/NeMo-speech-data-processor

A toolkit for processing speech data and creating speech datasets

Primary LanguagePythonApache License 2.0Apache-2.0

Speech Data Processor

Speech Data Processor (SDP) is a toolkit to make it easy to:

  1. Write code to process a new dataset, minimizing the amount of boilerplate code required.
  2. Share the steps for processing a speech dataset.
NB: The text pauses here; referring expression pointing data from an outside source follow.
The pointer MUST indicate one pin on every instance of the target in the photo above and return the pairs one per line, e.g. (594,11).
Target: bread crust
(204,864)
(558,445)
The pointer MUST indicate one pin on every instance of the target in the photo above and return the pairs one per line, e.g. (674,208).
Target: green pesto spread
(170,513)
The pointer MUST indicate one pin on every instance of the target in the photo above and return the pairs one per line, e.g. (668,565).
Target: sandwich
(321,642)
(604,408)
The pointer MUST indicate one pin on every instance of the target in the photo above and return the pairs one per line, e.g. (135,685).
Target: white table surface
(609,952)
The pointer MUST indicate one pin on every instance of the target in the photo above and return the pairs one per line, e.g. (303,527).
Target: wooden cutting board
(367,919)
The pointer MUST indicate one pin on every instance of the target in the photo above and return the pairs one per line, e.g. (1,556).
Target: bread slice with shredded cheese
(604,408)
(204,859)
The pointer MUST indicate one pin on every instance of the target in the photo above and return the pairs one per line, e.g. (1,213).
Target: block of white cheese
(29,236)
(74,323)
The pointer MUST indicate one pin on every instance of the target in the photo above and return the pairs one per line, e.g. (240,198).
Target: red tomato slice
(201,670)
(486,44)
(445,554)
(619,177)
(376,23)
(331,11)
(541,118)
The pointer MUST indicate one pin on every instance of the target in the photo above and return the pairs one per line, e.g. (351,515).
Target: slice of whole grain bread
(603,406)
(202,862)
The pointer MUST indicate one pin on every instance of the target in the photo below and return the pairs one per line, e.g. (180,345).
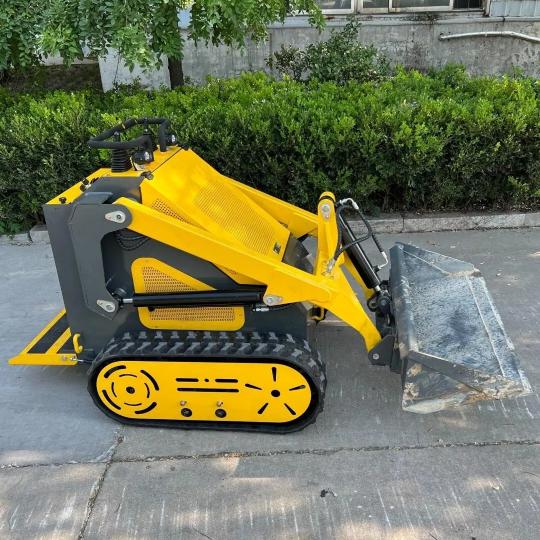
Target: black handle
(101,140)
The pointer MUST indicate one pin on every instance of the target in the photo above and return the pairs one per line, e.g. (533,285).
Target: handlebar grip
(100,141)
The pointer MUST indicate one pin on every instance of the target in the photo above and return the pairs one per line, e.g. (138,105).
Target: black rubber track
(217,346)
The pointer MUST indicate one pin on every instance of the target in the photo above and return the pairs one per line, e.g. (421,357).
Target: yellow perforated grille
(164,208)
(236,217)
(208,314)
(152,276)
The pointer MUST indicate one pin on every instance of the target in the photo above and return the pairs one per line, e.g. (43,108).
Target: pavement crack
(324,451)
(111,453)
(107,458)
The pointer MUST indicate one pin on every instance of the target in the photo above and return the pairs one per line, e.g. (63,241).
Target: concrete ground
(364,470)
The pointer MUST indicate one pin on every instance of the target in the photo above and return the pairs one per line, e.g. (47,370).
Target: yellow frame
(329,290)
(51,357)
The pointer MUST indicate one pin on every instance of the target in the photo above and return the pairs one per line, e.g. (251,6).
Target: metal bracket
(89,222)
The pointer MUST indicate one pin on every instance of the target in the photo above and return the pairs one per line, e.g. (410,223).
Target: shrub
(444,141)
(340,59)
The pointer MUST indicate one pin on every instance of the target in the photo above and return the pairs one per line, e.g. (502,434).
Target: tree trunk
(176,72)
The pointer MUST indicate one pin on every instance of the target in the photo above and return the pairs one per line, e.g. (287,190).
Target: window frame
(343,11)
(357,6)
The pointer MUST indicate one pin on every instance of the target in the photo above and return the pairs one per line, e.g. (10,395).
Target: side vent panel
(152,276)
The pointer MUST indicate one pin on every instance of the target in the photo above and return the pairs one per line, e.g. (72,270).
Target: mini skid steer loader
(195,304)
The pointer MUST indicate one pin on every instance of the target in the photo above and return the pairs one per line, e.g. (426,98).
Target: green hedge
(442,141)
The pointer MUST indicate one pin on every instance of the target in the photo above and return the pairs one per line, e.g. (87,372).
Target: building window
(337,6)
(396,6)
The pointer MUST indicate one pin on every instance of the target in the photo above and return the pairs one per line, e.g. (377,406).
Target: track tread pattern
(244,346)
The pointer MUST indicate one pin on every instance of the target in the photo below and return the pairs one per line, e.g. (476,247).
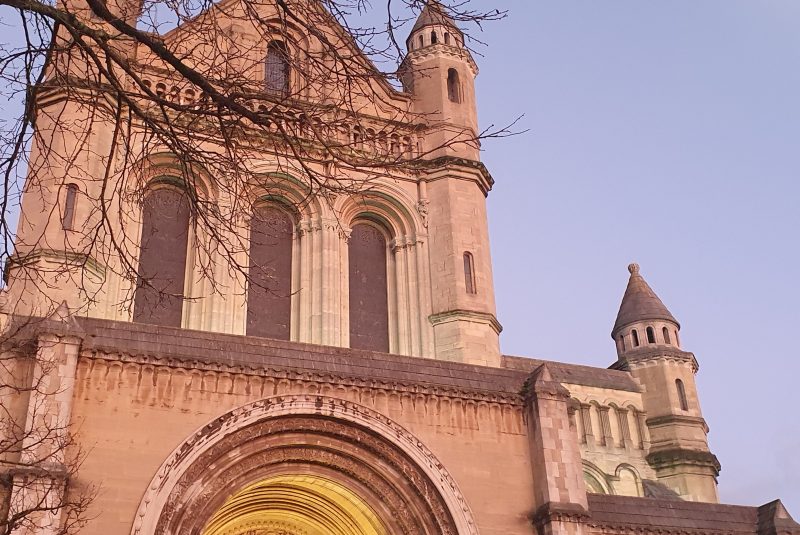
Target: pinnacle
(640,303)
(433,14)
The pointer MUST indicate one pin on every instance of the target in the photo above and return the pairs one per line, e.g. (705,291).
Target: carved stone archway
(390,474)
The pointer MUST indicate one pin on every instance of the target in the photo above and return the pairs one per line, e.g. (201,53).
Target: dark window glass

SDP's philosophy is to represent processing operations as 'processor' classes, which take in a path to a NeMo-style data manifest as input (or a path to the raw data directory if you do not have a NeMo-style manifest to start with), apply some processing to it, and then save the output manifest file.

You specify which processors you want to run using a YAML config file. Many common processing operations are provided, and it is easy to add your own.

SDP overview

To learn more about SDP, have a look at our documentation.

Installation

SDP is officially supported for Python 3.9, but might work for other versions.

To install all required dependencies run pip install -r requirements/main.txt. You will need to install additional requirements if you want to run tests or build documentation.

Some SDP processors depend on the NeMo toolkit (ASR, NLP parts) and NeMo Text Processing. Please follow NeMo installation instructions and NeMo Text Processing installation instructions if you need to use such processors.

Contributing

We welcome community contributions! Please refer to the CONTRIBUTING.md for the process.